The board I'm an admin on has been relatively spam free for a while, knock on wood. Not sure exactly why, but it is possible that we are SO low in the international web ratings thing that we are not worth the effort. I'm sure GRM is fairly high. But we used to get hit a lot. Steps we (me mostly) took were:
Not allow automatic sign ups, which means a human has to look at the email address/name and approve it. Yeah, sucks, but we were being flooded.
When a new person signs up, if I am at all suspicious, I run the email address and the IP through one of the web databases of known forum spammers. If they show up, I delete the account.

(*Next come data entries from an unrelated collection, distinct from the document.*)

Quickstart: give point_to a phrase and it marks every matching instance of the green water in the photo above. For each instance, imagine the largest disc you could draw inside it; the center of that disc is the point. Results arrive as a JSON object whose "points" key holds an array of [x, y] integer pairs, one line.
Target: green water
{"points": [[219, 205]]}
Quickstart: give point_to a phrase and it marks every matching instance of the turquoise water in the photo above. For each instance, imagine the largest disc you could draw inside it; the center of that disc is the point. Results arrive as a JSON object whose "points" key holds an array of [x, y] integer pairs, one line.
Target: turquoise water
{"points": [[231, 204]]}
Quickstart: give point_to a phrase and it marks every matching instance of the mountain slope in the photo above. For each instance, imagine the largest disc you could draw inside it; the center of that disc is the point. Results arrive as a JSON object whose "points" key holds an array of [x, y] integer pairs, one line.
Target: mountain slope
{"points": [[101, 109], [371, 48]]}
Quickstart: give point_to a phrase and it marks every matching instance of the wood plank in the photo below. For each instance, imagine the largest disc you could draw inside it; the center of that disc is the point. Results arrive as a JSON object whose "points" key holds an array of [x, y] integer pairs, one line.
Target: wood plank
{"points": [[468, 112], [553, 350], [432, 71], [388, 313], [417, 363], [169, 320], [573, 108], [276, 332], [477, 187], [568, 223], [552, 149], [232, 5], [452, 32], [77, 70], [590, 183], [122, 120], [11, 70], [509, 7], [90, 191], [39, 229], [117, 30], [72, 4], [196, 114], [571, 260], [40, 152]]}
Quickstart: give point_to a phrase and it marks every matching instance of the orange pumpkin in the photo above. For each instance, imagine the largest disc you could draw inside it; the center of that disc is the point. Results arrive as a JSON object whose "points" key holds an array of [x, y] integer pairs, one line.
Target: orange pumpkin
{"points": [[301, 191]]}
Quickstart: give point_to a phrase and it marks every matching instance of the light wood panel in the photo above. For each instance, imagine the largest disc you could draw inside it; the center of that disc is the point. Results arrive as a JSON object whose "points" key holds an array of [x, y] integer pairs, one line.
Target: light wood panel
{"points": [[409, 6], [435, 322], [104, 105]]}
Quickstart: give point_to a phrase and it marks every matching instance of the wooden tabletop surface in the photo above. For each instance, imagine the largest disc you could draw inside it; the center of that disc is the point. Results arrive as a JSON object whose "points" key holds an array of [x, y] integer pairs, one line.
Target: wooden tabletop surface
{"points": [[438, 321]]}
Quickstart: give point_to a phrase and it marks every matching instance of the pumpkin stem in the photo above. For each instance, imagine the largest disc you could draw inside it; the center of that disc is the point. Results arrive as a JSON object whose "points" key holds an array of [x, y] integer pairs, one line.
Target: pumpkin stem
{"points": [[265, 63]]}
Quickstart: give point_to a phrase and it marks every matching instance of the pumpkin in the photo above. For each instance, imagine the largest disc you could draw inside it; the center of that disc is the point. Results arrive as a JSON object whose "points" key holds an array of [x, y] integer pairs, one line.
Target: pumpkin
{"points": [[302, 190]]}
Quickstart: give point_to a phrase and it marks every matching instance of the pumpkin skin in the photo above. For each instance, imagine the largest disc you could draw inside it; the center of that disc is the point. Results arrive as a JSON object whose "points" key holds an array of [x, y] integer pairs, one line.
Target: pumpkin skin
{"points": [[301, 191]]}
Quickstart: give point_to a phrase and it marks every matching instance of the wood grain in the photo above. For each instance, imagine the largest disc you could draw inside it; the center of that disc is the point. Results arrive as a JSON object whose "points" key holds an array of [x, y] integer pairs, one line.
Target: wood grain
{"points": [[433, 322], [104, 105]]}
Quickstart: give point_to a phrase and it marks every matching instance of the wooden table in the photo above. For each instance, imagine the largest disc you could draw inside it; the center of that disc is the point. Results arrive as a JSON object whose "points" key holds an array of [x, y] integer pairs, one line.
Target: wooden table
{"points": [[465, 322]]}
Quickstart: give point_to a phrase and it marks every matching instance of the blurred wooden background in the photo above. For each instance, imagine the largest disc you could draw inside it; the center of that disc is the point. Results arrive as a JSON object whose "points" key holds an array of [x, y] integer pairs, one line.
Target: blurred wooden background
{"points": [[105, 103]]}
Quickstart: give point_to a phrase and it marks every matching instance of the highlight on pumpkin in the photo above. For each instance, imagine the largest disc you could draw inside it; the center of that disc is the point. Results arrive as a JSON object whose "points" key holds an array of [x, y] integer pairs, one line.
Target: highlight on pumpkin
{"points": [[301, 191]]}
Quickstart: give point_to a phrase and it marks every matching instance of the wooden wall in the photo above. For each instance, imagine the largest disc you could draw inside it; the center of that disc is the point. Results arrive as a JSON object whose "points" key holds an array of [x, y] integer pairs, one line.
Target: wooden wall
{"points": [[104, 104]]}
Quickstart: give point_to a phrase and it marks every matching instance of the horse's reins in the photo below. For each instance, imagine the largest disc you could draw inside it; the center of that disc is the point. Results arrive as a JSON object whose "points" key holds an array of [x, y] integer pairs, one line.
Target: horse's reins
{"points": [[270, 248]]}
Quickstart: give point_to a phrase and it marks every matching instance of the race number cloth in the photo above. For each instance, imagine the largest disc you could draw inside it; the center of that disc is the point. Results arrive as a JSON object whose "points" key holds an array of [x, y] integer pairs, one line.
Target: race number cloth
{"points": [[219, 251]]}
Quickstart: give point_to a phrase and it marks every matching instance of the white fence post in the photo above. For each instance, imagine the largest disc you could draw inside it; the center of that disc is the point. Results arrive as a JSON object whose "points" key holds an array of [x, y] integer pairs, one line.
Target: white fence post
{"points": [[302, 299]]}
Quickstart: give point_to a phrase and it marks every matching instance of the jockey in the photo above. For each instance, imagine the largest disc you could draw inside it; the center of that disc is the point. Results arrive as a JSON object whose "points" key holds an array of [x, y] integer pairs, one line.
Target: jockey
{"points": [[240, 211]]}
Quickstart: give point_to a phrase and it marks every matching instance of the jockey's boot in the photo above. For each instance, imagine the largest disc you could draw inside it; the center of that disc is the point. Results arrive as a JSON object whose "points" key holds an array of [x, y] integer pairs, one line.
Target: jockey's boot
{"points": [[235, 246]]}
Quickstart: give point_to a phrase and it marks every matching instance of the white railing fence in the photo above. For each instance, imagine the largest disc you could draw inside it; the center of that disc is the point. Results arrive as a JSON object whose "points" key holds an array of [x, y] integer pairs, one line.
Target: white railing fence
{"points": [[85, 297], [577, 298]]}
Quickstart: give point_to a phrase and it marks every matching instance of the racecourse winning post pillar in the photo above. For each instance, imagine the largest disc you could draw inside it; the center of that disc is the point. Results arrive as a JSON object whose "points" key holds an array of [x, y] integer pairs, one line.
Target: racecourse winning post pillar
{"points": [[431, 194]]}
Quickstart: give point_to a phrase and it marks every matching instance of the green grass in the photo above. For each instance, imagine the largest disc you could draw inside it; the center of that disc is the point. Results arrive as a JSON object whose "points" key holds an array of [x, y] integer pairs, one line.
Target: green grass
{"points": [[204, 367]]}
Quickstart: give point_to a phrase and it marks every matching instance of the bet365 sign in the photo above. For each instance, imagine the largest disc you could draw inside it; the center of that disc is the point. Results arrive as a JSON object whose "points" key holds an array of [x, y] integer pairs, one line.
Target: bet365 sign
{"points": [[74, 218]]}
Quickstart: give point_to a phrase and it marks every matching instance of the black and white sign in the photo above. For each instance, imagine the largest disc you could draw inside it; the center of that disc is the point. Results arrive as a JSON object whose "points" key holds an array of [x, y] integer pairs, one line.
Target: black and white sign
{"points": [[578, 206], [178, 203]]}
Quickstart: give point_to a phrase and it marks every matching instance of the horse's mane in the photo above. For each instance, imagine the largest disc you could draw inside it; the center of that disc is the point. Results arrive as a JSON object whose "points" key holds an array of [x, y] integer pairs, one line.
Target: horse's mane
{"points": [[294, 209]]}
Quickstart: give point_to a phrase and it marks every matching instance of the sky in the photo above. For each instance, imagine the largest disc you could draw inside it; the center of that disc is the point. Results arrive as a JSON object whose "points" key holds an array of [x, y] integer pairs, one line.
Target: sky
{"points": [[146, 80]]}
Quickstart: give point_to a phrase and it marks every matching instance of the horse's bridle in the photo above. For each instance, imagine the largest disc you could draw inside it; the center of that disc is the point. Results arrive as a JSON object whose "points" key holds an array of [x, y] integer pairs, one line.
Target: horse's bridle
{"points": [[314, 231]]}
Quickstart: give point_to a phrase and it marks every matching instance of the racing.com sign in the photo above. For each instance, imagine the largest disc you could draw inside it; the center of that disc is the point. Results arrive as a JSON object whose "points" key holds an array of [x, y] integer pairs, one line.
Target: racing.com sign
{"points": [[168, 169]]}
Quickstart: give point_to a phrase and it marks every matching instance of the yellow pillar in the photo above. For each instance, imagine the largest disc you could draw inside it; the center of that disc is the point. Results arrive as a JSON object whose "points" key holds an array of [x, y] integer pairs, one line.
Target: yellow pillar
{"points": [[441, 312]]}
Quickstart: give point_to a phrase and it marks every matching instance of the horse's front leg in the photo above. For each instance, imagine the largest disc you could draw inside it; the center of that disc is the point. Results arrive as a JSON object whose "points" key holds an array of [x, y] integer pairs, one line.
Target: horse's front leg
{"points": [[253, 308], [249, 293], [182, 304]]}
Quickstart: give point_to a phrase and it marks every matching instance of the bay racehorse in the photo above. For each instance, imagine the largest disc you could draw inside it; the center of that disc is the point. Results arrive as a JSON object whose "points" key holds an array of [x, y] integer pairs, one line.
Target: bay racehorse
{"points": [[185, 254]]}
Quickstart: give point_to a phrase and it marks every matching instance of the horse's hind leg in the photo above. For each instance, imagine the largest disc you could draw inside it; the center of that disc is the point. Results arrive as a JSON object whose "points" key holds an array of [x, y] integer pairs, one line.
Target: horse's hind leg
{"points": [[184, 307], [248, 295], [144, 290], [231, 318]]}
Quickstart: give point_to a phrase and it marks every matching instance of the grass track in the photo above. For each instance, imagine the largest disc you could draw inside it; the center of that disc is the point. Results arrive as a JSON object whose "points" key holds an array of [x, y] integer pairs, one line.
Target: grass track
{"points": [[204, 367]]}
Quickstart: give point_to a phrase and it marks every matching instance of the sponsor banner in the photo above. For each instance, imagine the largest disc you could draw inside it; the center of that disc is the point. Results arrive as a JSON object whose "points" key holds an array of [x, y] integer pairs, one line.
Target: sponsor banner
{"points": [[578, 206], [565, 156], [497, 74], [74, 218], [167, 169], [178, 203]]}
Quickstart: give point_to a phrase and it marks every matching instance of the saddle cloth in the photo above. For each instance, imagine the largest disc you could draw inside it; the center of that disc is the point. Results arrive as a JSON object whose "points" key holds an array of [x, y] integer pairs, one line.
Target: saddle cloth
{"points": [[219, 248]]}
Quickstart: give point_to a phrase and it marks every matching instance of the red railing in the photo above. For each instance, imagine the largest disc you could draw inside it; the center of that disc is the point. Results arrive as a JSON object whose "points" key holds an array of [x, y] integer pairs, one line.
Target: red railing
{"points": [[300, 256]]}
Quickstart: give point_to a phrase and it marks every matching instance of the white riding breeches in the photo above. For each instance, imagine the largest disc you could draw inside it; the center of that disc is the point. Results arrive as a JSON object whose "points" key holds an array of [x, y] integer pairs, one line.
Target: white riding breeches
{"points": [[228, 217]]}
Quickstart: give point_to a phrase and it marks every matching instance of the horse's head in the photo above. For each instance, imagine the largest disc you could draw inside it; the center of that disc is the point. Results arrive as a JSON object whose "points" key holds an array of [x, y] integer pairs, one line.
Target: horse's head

No reject, no mark as spam, nothing, just drop them. I am suspicious of all free email accounts: gmail, hotmail, yahoo, etc., get lots of attention. I banned all .ru addresses as we were being swamped with spammers from those domains. If we lost legitimate potential members, I'm sorry, but the spam load was too great. I banned a few other eastern European countries too, if we were getting a lot of spam from those addresses. Obvious home email systems like roadrunner or bumfuqIowaDSLService, etc., I let through without too much suspicion. Oh, the online databases have automated interfaces, so you might consider that, but given that this is custom software, you'd have to get some custom programming added.
We have a challenge question. They have to answer it correctly or they can't register. The Captcha thing was next to useless. The challenge question is not hard if you're into mil-surp rifles, but if you're a Russian spam king, it would take 30 seconds of google-fu to figure out, obviously too much trouble. When the spammers get through the challenge question, I change it up slightly. I suspect they use a bot to look for the question and then push the answer. Change up the question slightly and the bot can't figure it out. Like: "How many rounds does a M1 Garand clip hold?" Change that to "A M1 Garand clip holds how many rounds?" and the bots won't run. If they still push through the slight change, then I change it up to something totally different. Incidentally, that was a weak challenge question, as they just pushed 1,2,3,4,5,6,7,8 BINGO to answer it. "What caliber is a classic 1911?" was much better.
The last spam we had was from an account that registered six months ago. I suspect there are a few trojan accounts in there yet, but I'll whack them as they show up.